Auch Jan Kahlin ist kein unbeschriebenes Blatt: Seit seinem 15. Lebensjahr ist er zu zahlreichen Jugendstrafen wegen gefährlicher Körperverletzung, Sachbeschädigung, Widerstand und Beleidigung verurteilt worden. Sowohl beim Überfall auf die Hirsch-Q als auch beim Übergriff auf dem Dortmunder Weihnachtsmarkt war er mit dabei, kam allerdings mit einer Verwarnung und einem Wochenende Freizeitarrest davon, da ihm lediglich nachgewiesen werden konnte, eine junge Frau bespuckt zu haben, die er als Linke ausgemacht hatte.
Als autonome Antifaschist_innen geht es uns nicht darum, eine möglichst hohe „Bestrafung“ für die Gebrüder Kahlin zu fordern. Zum einen, weil das Wegsperren von Nazis nicht selten dazu führt, dass diese gestärkt aus der Haft hervorgehen, zum anderen, weil wir eine freie und solidarische Gesellschaft anstreben, in der Knäste keinen Raum haben.
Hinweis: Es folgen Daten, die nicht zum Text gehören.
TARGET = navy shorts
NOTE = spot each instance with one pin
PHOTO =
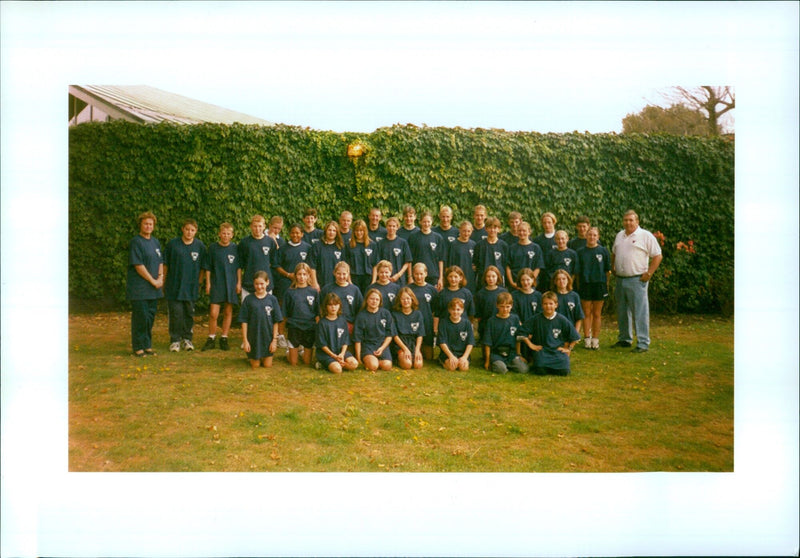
(300, 337)
(593, 291)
Vielmehr möchten wir auf die Gefahr militanter – und mordender – Neonazis hinweisen und einer gesellschaftlichen Gleichgültigkeit, besonders dann, wenn es sich bei den Opfern um „Punks“ oder Menschen mit Migrationshintergrund handelt, und Entpolitisierung ihrer Taten entgegenwirken. Deshalb wollen wir auf den kommenden Nazi-Prozess diejenige Aufmerksamkeit lenken, die er verdient und rufen antifaschistische Prozessbeobachter_innen und Journalist_innen dazu auf ihn kritisch zu begleiten.«
Fortsetzungen des Prozesses sind für den 17.04., 24.04. und 26.04. angesetzt.
Das Polit-Cafe Azzoncao hat auf linksunten.indymedia.org ebenfalls eine Einschätzung zum Prozess veröffentlicht.